Consultation 021 - Episodic Care

Consultation on this standard is now closed. Please email consultation@cpsa.ab.ca if you have any questions.

Feedback we received

Earl A. D. Campbell
24-09-2021
Physician

Under section 1.2b the proposal is written to say that the information from the episodic visit with a new provider must be sent to the patient's primary care provider. There should be an exclusion added to this to allow for a patient too decline this option because sometimes, a patient may not want the information to make its way back to that patient's primary care physician. An easy scenario to imagine is a time when a patient is dissatisfied with the advice or care that he or she is receiving from a primary care physician and is seeking a new doctor or possibly a second opinion from another physician to verify the accuracy of care which is being provided.

Iftikhar Ahmad
18-10-2021
Physician

In Episodic Care understanding of a patient and documentation is very important for follow up and continuity of care.

Dr.

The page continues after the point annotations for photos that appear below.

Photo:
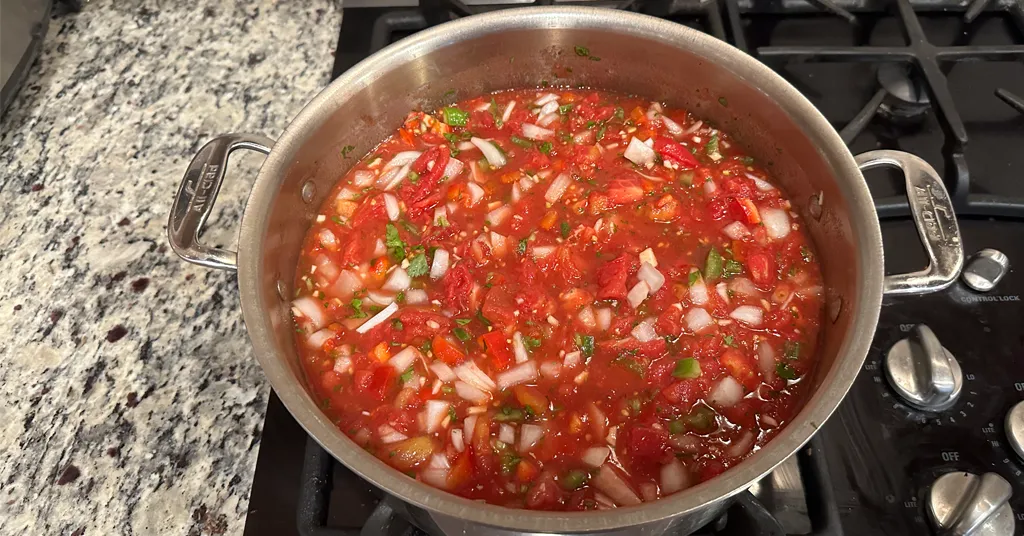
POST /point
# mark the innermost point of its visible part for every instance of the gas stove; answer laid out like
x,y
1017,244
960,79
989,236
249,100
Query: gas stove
x,y
931,438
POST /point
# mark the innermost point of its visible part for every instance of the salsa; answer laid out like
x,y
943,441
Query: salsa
x,y
558,299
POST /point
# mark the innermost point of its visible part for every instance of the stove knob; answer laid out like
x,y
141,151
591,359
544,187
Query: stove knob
x,y
1015,428
923,372
966,504
985,269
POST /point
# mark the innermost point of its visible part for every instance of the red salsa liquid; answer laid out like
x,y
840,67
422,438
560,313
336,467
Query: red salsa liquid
x,y
558,299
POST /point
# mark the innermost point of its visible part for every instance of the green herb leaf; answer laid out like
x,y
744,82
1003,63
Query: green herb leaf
x,y
455,117
713,266
418,266
585,343
687,368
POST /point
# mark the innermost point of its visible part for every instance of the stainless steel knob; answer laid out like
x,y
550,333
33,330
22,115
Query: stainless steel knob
x,y
985,269
966,504
1015,428
923,372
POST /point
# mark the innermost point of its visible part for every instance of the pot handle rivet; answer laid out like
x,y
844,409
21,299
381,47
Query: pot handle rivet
x,y
194,202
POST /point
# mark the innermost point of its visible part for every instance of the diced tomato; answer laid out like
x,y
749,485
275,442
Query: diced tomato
x,y
674,152
448,351
498,347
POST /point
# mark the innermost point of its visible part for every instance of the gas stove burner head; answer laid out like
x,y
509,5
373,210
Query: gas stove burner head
x,y
906,100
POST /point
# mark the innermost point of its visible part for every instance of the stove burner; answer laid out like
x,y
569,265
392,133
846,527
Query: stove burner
x,y
906,99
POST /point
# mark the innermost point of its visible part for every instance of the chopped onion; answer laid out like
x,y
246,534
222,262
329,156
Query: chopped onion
x,y
471,394
363,178
521,356
644,331
751,315
378,319
440,263
529,435
403,359
651,277
434,413
519,374
614,487
499,215
698,320
471,373
587,318
674,477
506,434
310,308
491,152
317,338
638,153
776,222
536,132
766,361
740,445
380,297
397,281
416,296
457,440
557,188
442,371
698,292
726,393
736,231
595,456
391,205
475,193
637,294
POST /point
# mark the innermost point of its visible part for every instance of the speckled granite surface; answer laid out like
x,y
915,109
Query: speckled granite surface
x,y
129,399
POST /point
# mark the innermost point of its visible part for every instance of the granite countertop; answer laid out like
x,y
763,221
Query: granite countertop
x,y
130,402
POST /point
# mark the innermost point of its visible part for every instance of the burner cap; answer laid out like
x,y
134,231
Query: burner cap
x,y
906,98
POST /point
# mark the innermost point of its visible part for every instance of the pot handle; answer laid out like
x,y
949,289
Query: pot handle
x,y
933,214
196,196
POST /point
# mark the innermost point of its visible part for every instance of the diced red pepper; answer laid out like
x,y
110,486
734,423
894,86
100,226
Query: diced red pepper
x,y
674,152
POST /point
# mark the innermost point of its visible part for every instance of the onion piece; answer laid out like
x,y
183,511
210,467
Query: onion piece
x,y
751,315
736,231
595,456
416,296
442,371
317,338
434,413
674,477
637,294
397,281
440,263
391,206
519,374
698,320
608,481
536,132
529,436
310,307
471,394
651,277
521,356
726,393
776,222
378,319
557,188
638,153
491,152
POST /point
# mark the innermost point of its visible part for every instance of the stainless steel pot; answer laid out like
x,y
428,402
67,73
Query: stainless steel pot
x,y
520,48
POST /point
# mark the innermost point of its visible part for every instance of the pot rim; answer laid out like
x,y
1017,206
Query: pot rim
x,y
818,407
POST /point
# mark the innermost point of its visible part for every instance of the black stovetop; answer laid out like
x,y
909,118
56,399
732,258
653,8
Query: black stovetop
x,y
870,466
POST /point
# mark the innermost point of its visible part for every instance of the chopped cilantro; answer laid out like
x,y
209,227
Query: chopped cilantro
x,y
418,266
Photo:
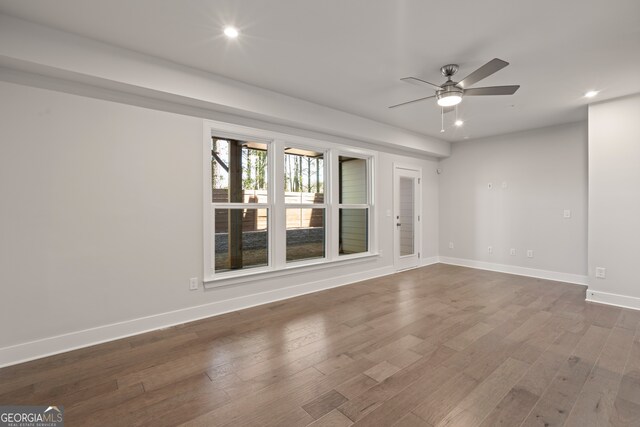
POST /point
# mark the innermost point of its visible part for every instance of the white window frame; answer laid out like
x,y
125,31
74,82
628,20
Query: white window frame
x,y
276,206
324,205
371,243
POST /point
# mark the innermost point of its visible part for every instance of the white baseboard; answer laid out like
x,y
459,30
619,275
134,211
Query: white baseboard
x,y
613,299
62,343
520,271
429,261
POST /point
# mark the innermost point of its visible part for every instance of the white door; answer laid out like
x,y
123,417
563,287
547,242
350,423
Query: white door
x,y
406,217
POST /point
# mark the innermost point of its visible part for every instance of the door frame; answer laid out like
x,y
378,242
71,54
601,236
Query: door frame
x,y
397,167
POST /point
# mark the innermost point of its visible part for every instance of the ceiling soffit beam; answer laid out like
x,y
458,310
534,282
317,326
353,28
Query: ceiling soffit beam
x,y
55,53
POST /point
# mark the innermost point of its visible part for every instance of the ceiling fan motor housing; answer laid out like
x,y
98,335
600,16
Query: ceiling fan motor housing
x,y
449,70
449,95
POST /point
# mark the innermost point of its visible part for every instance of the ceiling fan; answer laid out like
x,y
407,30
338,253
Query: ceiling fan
x,y
450,93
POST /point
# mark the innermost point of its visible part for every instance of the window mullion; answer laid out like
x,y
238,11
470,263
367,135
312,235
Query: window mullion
x,y
279,235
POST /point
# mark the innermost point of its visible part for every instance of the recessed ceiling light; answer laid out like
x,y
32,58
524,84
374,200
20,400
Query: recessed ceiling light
x,y
231,32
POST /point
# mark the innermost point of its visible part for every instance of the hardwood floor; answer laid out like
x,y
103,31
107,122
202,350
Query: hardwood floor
x,y
436,346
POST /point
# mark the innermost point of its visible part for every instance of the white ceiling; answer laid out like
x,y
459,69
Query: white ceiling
x,y
350,55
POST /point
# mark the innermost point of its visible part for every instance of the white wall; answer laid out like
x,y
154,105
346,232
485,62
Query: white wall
x,y
101,223
545,172
614,201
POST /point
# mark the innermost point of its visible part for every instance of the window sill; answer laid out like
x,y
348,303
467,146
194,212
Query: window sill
x,y
211,283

Ash Jaffer
18-10-2021
Physician

Agree with Dr. Campbell. We had this same conversation a few years ago with our local PCN, who demanded communication with the family physicians from the episodic care and ultimately made the funding dependent on this communication.

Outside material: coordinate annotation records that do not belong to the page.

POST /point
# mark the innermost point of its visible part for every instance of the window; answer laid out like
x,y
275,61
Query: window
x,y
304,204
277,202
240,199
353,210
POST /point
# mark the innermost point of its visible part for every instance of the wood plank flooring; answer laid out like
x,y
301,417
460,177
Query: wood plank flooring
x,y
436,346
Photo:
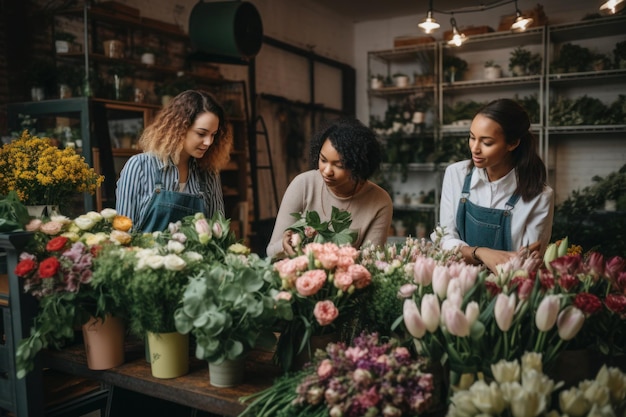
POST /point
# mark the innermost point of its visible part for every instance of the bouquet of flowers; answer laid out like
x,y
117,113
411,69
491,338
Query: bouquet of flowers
x,y
309,228
57,268
43,174
370,378
392,267
520,388
323,285
230,308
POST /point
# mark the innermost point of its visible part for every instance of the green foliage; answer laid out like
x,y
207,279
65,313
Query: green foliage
x,y
229,307
311,228
581,218
13,214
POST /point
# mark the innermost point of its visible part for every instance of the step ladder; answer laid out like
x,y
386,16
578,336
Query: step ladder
x,y
268,166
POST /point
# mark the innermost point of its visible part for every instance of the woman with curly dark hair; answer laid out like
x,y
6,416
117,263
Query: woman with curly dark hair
x,y
344,155
177,174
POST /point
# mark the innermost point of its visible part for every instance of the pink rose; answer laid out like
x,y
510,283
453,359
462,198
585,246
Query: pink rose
x,y
51,228
33,225
325,369
283,295
202,226
310,282
360,276
343,280
325,312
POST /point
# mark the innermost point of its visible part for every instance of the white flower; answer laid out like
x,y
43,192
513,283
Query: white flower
x,y
108,213
120,238
84,222
94,215
193,256
506,371
487,398
173,262
573,402
60,218
175,246
532,360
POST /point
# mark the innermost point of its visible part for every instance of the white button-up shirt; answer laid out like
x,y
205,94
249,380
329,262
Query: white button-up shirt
x,y
531,221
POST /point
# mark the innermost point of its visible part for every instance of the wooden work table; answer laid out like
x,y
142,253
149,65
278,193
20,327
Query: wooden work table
x,y
193,390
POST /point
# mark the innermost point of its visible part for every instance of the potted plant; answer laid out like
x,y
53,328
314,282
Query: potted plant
x,y
453,68
376,81
43,174
63,42
619,53
400,79
518,61
57,268
231,308
147,54
492,70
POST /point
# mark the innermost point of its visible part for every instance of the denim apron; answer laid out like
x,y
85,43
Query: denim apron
x,y
166,207
483,226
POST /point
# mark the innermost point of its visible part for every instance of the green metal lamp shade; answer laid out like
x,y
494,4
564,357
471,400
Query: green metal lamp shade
x,y
229,29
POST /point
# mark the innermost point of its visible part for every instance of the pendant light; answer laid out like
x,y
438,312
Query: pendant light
x,y
521,23
612,6
429,24
457,37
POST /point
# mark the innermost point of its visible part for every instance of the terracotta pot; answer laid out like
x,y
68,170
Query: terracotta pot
x,y
169,354
228,373
104,342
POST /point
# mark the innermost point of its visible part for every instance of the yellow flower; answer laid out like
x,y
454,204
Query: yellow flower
x,y
41,173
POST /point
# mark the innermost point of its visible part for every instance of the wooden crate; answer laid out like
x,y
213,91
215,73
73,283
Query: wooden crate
x,y
538,15
468,31
406,41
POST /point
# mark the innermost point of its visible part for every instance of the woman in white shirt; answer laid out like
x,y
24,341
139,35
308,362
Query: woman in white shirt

MANY patients attend walk-in/episodic care because they do NOT want to see their family physician for either privacy reasons, for second opinions or they do not trust their opinions. While communicating with the patient's family physician is sometimes helpful for continuity of care, the feedback may be negatively received, and ultimately it is up to the patient, not us or the CPSA to dictate where a patient's private medical information is shared.

Noel Corser
18-10-2021
Physician

Although applicable to consultants, if the patient declines to have me share my walk-in clinic or ER encounter record with their primary care provider, I'm not sure that a requirement that I must "inform the primary care provider when information has been withheld" makes sense? Presumably the patient doesn't want their regular doc to know they saw me instead? I wonder if that could end up in court - perhaps CPSA legal counsel should take a second look at it?

It might also save future headaches to look into how such information flows are structured within Connect Care (e.g. ER notes automatically routing to docs, After-Visit Summaries and other information automatically routing to patient portals), to help align this CPSA standard with those mechanics, if possible, rather than having to change one or the other shortly?